Snapchat Is the Next Evolution in Photography
The company’s Landmarkers feature seamlessly melds the real and the imagined
Snapchat is back, and it’s doing just fine. That’s the message the company wanted to get across when it held a flashy event on April 4 in Los Angeles, unveiling a ton of new and quirky ideas designed to lure users back to its app.
The presentation could have been mistaken at first for a yellow-tinted Apple event, but the company showed off a bunch of creative new ideas, from an in-app gaming platform to Snap stories coming to outside apps like Tinder. But the standout was a new feature called Landmarkers, which allows you to remix the world around you with augmented reality filters in real time.

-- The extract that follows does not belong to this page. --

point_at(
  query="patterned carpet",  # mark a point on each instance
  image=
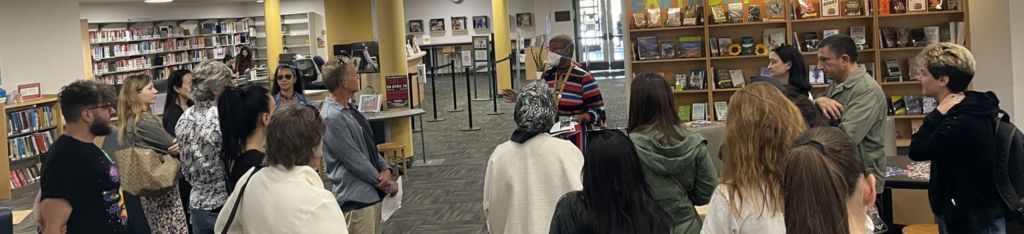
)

If you’re visiting a famous landmark, like the Eiffel Tower, tapping and holding within the camera will reveal special new filters. Tap a filter, and Snapchat will layer another reality on top of it, seamlessly blending the real and virtual worlds together. The demo teased the Eiffel Tower vomiting rainbows, New York’s Flatiron Building covered in 3D pizza, and other psychedelic possibilities like buildings growing eyes and long necks.
The camera is now the app.
These new “filters” are driven by the community — any user can invent one using free software — allowing creators to make a mark on the physical world by intimately tying it with the digital one. Landmarkers is a genius move, not because it’s weird or perfectly targeted to millennials’ sensibilities — though it is — but because Snapchat wants to redefine the way we think about cameras. The camera is now the app.
My initial reaction to the feature’s demo was one of confusion: Why would Snapchat build this? But that confusion quickly morphed into a realization that I was watching the beginning of the next wave of photography: the intersection between what’s real and what’s invented.